Can you Powder Coat Your Own Wheels?

Some people may consider trying to powder coat their own rims. Theoretically this would save you money on labor costs which is great. The only problem is you will likely need specialized tools to get this job done correctly.

Often you need to heat treat the powder coating which will require an oven. You can not and should not use your home oven for this. Even if the rims fit in there you will end up with residue from the powder coating in your oven and trust me this is not a great seasoning for your next meal.

You may have to buy a specialized oven as well as other supplies to get this job done which can cost in excess of $5000. Now if you plan to do a lot of powder coating this may be deemed an investment but over time you might find that this initial outlay was not at all worth it.

If however you already have access to the tools you need and feel confident you can do this then it is certainly worth trying.

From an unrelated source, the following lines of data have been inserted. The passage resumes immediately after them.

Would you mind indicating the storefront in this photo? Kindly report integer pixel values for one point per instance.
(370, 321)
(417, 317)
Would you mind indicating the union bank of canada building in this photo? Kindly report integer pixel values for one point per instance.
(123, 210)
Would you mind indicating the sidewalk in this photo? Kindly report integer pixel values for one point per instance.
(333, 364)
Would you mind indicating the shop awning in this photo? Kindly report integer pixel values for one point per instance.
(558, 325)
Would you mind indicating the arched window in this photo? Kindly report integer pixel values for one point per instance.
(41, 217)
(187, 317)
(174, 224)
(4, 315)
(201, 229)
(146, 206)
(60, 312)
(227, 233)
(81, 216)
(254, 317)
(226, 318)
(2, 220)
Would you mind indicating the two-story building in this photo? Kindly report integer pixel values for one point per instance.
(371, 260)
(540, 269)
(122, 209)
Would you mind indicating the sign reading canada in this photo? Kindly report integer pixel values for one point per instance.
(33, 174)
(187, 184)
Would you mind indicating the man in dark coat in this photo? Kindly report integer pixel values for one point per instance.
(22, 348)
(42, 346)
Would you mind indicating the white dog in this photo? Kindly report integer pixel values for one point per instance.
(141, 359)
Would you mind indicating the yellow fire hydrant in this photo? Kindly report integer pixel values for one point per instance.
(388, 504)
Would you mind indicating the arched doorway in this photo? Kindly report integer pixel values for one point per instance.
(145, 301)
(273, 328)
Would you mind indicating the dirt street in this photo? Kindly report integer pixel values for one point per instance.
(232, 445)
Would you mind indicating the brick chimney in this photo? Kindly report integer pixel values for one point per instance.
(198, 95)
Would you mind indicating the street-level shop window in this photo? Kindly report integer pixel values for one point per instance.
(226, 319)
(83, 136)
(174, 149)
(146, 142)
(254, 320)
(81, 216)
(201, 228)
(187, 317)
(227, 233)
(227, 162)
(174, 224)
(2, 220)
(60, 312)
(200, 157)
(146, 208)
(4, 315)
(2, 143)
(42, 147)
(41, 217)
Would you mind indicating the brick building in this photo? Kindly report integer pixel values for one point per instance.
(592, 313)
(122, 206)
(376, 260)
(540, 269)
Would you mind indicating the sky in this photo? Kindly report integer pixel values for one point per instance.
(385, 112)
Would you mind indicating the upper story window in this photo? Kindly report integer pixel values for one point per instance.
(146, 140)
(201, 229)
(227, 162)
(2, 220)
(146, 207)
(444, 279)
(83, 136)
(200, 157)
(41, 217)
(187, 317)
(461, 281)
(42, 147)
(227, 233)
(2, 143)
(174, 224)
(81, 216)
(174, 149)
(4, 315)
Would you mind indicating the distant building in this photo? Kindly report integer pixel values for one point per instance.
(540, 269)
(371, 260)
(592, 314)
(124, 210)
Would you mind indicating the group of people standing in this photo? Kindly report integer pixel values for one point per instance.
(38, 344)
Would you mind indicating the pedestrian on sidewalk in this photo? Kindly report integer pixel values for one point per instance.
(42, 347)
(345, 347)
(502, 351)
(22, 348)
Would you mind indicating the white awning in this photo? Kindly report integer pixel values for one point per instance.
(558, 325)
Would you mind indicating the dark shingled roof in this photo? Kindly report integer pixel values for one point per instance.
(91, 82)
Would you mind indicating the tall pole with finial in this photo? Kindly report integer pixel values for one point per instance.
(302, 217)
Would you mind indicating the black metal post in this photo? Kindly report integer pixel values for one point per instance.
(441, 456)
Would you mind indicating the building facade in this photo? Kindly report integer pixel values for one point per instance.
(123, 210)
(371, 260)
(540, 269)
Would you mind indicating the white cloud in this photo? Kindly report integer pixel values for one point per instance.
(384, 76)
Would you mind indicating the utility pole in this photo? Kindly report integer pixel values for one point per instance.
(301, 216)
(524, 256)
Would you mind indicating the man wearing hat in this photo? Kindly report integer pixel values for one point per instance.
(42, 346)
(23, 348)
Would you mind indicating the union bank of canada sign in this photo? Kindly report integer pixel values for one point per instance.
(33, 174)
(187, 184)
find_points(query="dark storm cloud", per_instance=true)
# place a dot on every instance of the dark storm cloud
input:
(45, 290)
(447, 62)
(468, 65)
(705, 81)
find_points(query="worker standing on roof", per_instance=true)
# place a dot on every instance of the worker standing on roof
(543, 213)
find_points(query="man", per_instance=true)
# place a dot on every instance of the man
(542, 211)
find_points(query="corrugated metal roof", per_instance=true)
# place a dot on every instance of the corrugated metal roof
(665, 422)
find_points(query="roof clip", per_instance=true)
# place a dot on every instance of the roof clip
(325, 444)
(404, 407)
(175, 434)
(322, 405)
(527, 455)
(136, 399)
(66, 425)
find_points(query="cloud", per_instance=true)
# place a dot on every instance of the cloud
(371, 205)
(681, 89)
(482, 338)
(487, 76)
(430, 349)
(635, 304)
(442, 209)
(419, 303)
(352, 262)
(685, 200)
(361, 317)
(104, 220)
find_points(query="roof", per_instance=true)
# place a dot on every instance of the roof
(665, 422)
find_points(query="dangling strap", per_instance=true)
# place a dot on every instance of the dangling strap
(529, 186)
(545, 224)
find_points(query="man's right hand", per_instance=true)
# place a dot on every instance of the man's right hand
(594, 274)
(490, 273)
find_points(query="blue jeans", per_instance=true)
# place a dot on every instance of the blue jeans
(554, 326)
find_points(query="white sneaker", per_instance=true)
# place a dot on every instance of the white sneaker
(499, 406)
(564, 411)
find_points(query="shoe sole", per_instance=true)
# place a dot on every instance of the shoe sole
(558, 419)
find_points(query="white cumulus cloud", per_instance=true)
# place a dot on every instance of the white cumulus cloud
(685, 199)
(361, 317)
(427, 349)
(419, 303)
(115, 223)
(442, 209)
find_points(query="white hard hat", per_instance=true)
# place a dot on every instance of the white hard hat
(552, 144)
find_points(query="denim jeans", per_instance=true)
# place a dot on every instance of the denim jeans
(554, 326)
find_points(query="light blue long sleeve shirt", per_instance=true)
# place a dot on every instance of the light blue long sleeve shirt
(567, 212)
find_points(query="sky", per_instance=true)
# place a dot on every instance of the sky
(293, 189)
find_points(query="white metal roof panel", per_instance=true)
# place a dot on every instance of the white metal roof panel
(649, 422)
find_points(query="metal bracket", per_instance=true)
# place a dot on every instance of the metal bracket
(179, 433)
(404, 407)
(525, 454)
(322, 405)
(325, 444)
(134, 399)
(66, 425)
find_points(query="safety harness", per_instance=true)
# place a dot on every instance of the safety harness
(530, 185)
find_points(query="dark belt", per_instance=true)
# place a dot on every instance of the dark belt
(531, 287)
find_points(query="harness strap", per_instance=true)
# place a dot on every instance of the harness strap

Maintaining Powder Coated Rims

As powder coating your rims is expensive and because they will not last forever you will want to do whatever you can to avoid the need for a retouch too often. With a little extra time for TLC of the rims you will save yourself a little money.

Keep the Wheels Clean and Dry

I know, we can't avoid using our cars so our wheels are likely to get dirty and at times wet. This is unless of course you plan to powder coat and then set the car on a plinth inside just to be looked at. Regular cleaning of your wheel rims with gentle cleaning chemicals and drying will keep them looking good and avoid wear.

Use Sealant

You can add an extra layer of protective sealant to your rims in order to prevent chips to the powder coating and help repel brake dust and other grime. This extra surface will also make the rims easier to wipe clean as it creates a smoother coating.

Keep the Car in the Shade

Direct sunlight can cause a powder coating color to fade rapidly so if you can when parked for extended periods find some shade. A few minutes won't hurt so you need to become a freak about finding shade but if you are parking for a while in the same place consider where the sunlight might hit your wheel rims.


Powder coating can give your wheels a very cool finish and is something to be proud of. This process however is not cheap so you will need to pay for a quality outcome. If you plan to powder coat your own wheels just remember you will probably need expensive equipment and if you do a bad job it will start to look bad very quickly.